The process of her artistic creation involves all three categories of knowledge formulated by Aristotle: Theoria (learning by meditation), praxis (learning by action) and poiesis (learning by making). Theoria indicates the kind of intuitive knowledge which goes beyond conceptual comprehension.
By synergistically deploying three modes of knowing, Kim aims at transforming her creative process into an integrative act of brining ‘embodied truth’ into existence. Her artistic activity starts from the meditation on the Transcendent, truth, self and its relation to the world and others (theoria). This contemplation leads to actual creative process of painting (praxis) which eventually brings forth the embodied truth that exists in and emerges out of the artworks (poiesis)
The main stylistic features of the works are classified into three distinctive categories described below. Each of them is a unique meditation process which reflects on human spirituality and the moment of their encounter with the Unseen. The sculptural paintings are the consequence of artistic construction that steps into the deconstructive orbit that goes after the shimmering vestiges of the Ineffable, its presence and absence of presence.
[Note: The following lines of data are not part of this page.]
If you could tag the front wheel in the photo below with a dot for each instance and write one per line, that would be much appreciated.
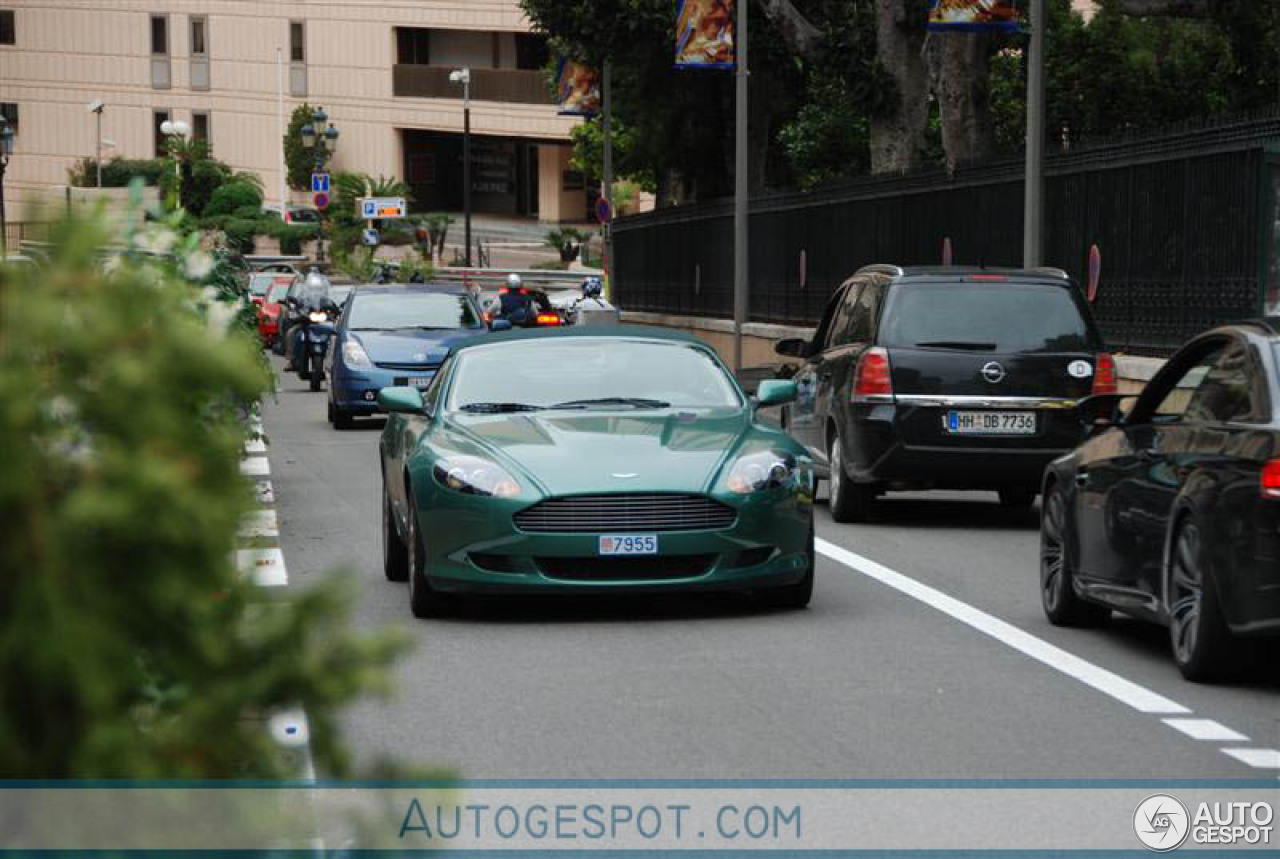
(1061, 604)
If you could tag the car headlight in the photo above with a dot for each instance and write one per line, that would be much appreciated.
(475, 476)
(353, 355)
(764, 470)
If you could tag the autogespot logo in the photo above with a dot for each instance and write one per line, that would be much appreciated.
(1161, 822)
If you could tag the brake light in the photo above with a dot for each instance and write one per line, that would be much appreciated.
(1105, 377)
(872, 378)
(1271, 480)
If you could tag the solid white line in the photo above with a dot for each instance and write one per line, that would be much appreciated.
(1257, 758)
(266, 566)
(1070, 665)
(1206, 730)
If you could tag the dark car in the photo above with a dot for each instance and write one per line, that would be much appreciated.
(1171, 512)
(393, 334)
(945, 378)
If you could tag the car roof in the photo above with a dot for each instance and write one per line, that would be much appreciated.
(620, 332)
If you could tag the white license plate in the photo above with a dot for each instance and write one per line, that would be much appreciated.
(630, 544)
(990, 423)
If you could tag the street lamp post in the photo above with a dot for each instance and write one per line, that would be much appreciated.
(5, 151)
(321, 138)
(464, 77)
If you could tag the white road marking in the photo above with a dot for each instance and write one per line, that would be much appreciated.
(256, 466)
(1206, 730)
(266, 566)
(259, 524)
(1257, 758)
(1105, 681)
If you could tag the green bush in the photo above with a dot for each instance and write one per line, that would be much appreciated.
(234, 197)
(129, 643)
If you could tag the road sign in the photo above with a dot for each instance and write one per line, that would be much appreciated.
(379, 208)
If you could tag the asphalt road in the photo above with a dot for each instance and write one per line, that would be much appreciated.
(923, 654)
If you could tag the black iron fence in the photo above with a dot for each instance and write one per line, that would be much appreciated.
(1185, 223)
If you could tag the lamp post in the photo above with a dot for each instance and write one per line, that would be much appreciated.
(464, 77)
(321, 138)
(5, 151)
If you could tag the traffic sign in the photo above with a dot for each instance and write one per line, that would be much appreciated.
(379, 208)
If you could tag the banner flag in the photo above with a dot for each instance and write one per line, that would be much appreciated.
(577, 88)
(973, 14)
(704, 35)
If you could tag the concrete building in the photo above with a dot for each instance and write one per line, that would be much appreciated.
(380, 68)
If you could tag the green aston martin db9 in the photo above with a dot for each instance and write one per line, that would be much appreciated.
(592, 460)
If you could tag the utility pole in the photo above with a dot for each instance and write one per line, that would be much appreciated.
(1033, 214)
(741, 232)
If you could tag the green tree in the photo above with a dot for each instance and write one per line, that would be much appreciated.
(129, 644)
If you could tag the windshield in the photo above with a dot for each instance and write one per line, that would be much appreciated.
(986, 316)
(424, 310)
(590, 373)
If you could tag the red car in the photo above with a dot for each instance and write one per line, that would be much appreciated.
(272, 306)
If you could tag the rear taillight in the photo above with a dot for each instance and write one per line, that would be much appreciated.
(1105, 377)
(872, 379)
(1271, 480)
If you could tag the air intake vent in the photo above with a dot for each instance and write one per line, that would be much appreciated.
(626, 513)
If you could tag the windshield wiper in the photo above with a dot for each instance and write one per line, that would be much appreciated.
(635, 402)
(959, 345)
(493, 409)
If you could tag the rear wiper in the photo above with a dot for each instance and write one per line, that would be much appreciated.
(959, 345)
(499, 407)
(636, 402)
The sought-after is not depicted as dominant figures or object in the works but the traces coming to light through the relational interaction among the compositional elements.
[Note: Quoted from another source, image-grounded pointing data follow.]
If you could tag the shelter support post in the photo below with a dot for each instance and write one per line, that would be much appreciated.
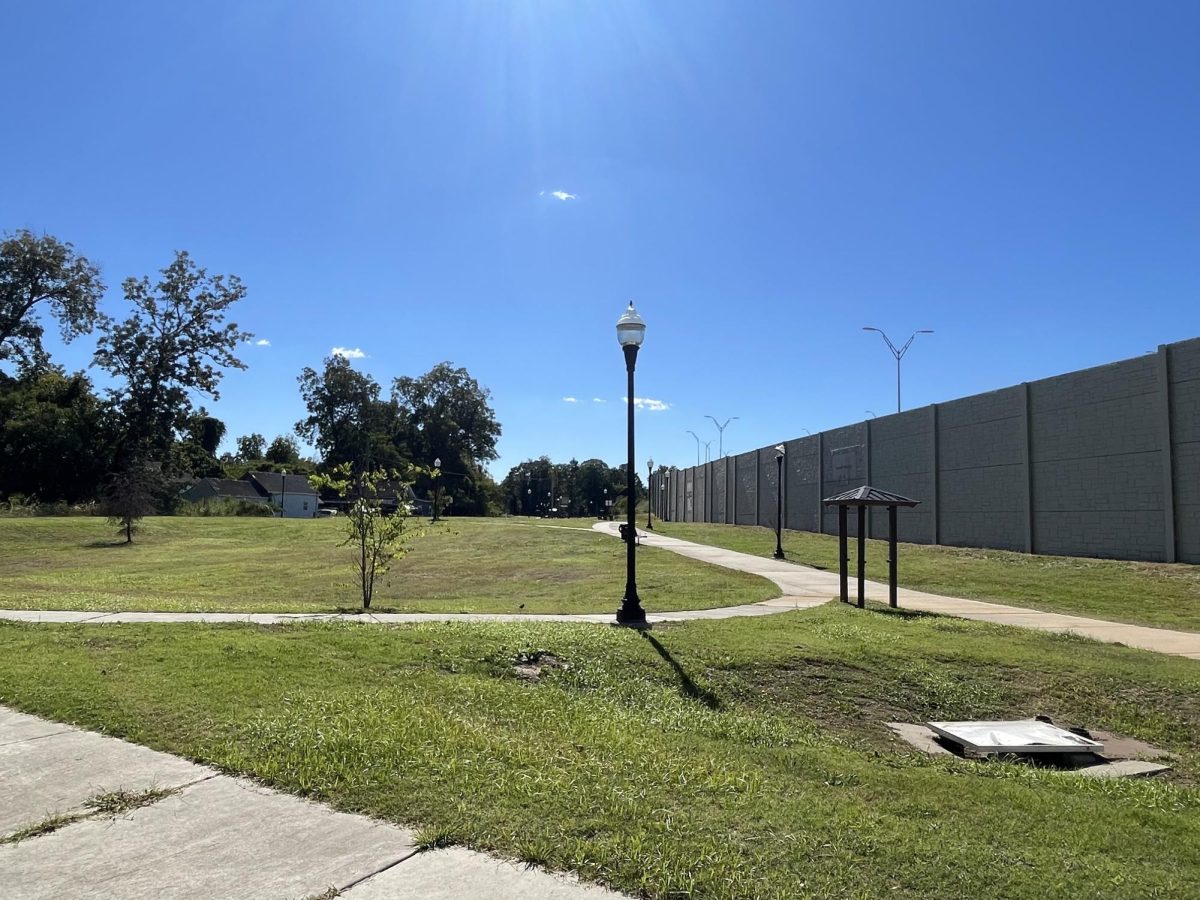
(843, 555)
(892, 557)
(862, 557)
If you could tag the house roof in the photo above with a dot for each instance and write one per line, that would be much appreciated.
(274, 483)
(868, 496)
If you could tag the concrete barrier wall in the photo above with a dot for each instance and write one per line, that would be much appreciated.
(1101, 462)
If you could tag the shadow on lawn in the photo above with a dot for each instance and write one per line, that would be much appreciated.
(883, 610)
(690, 689)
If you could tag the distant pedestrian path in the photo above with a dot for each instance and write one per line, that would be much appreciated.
(803, 585)
(802, 588)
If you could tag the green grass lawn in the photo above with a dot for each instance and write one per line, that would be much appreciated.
(299, 565)
(1165, 595)
(742, 759)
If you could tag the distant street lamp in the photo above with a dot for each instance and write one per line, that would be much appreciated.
(437, 486)
(899, 354)
(720, 431)
(630, 334)
(666, 503)
(649, 497)
(779, 501)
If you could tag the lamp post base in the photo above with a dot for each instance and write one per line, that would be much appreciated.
(630, 612)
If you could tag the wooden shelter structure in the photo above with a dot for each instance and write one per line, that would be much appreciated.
(862, 498)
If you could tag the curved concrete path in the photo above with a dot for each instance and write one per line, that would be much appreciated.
(802, 588)
(804, 585)
(204, 834)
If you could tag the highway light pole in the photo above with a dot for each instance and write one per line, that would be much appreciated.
(720, 432)
(899, 354)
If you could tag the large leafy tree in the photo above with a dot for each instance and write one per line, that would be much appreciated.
(43, 273)
(448, 415)
(175, 343)
(283, 450)
(54, 444)
(251, 447)
(347, 420)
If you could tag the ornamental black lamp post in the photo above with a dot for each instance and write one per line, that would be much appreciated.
(779, 502)
(666, 503)
(437, 486)
(649, 497)
(630, 334)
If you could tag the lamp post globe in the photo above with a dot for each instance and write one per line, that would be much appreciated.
(630, 334)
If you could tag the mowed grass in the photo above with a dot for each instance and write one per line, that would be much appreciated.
(743, 759)
(300, 565)
(1159, 594)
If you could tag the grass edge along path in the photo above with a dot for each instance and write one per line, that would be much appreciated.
(1152, 594)
(487, 565)
(727, 760)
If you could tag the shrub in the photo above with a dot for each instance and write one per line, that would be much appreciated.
(223, 507)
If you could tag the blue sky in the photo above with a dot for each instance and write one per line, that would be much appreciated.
(763, 179)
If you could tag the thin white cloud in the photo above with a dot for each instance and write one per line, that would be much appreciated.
(652, 406)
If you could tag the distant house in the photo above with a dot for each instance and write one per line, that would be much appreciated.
(292, 493)
(222, 489)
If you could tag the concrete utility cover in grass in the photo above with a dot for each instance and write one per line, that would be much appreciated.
(47, 768)
(1024, 736)
(455, 874)
(216, 839)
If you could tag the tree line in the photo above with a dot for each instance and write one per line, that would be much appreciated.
(61, 441)
(540, 487)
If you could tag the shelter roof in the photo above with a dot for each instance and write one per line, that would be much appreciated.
(868, 496)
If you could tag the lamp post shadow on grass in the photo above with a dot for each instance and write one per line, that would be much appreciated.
(689, 688)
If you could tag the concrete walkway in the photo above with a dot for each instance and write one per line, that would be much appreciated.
(213, 835)
(807, 587)
(802, 588)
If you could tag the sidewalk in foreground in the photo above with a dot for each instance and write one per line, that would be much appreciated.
(214, 835)
(802, 588)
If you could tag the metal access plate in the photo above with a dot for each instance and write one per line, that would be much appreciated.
(1024, 736)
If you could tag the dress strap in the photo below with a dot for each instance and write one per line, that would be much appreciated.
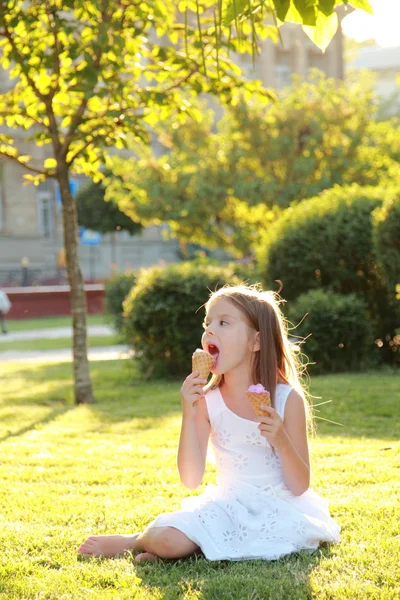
(282, 392)
(215, 404)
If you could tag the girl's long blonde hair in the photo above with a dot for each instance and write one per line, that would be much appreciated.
(277, 361)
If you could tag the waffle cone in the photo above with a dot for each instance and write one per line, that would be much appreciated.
(256, 400)
(202, 361)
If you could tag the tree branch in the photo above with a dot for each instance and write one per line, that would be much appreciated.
(78, 115)
(20, 61)
(28, 166)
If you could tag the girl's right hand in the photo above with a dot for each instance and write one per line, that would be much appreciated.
(191, 392)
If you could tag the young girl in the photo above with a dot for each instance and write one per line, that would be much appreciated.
(262, 506)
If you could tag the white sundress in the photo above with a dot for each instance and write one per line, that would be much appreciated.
(250, 513)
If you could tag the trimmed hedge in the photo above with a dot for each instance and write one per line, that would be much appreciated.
(322, 242)
(387, 236)
(327, 242)
(116, 290)
(341, 335)
(162, 317)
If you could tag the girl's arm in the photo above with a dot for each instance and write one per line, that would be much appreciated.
(289, 438)
(293, 452)
(195, 431)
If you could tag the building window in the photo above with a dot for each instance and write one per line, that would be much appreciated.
(283, 76)
(45, 195)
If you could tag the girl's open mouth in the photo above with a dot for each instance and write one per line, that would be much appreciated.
(214, 351)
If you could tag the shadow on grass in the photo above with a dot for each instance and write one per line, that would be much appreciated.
(359, 404)
(284, 579)
(35, 424)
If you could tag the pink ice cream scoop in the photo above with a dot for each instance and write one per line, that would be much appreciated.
(258, 395)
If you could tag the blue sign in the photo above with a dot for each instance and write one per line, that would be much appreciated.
(73, 186)
(89, 237)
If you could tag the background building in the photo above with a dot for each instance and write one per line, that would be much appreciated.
(384, 63)
(30, 217)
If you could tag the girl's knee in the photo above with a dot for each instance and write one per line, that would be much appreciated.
(172, 543)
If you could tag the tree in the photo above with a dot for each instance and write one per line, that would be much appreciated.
(98, 214)
(89, 74)
(223, 187)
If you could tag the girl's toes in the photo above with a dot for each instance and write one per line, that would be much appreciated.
(146, 556)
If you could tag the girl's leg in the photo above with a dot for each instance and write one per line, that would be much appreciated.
(161, 542)
(107, 545)
(164, 542)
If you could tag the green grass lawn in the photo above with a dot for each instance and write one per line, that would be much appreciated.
(68, 471)
(51, 322)
(94, 341)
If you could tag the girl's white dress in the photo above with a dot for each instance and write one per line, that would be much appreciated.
(250, 513)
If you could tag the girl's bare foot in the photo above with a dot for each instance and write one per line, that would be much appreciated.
(107, 545)
(146, 556)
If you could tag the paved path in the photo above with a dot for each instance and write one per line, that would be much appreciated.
(53, 334)
(65, 355)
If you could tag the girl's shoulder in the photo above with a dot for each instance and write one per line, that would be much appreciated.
(281, 395)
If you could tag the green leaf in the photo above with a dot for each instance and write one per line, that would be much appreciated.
(364, 5)
(306, 9)
(50, 163)
(326, 6)
(281, 8)
(234, 8)
(324, 30)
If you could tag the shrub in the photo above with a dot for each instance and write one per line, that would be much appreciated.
(163, 321)
(116, 290)
(341, 335)
(386, 221)
(325, 241)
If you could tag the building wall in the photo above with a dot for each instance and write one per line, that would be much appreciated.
(31, 218)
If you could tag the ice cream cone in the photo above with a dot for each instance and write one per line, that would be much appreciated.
(257, 399)
(202, 361)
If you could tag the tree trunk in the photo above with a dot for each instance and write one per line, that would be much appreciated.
(82, 382)
(114, 251)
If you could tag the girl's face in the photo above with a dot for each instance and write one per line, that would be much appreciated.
(228, 337)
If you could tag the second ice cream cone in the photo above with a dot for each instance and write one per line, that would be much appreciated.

Relief/color field series: The sculptural paintings incorporate the concept of dynamics in tranquility. In various spiritual practices, especially in the Eastern culture, values the devotional and meditative process that often includes repetitive ritualistic acts done in tranquility. The composition of the paintings comes forth through the attenuated differences in color fields and textures that consist of repetitive touches of painting knives and brushes. Each strokes building up the composition continuously into suggestive forms are the reminder of the introspection on one's own spirituality or the interaction with the Unseen. With its thickly applied paints, the canvas is incarnated into the embodiment of the abstract, incessant meditative process.
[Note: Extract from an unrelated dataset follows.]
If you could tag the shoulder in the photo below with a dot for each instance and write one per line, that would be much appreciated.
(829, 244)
The works also deploy the idea of negative space. The word Ma or Khan (間) connotes 'interval', 'gap', or 'distance'. The spatiality generated through this unconventional method of 'depiction' brings attention to the chiaroscuro effect from the contrast between shade and light created by the gap or dented space on the surface. The interval, which is an absence of depiction or emptiness, brings in its shimmering presence through the negative spatiality. While the great artists in the Baroque often generated chiaroscuro effect through the use of pigment on two-dimensional space, the works here creates the contrast effect by the actual three dimensional spaces by the process of filling in and emptying out. In traditional Korean art, the beauty of a blank space has also been greatly appreciated. Unlike the artistic exertion to 'represent' or 'depict', which has prevailed in the history of visual art, Ma shades new light on the issue of the metaphysics of presence. In the same way, a religious or spiritual inquiry also finds a clue when it comes to one of the most fundamental question of the presence or non-presence of the Transcendent in relationship with humans.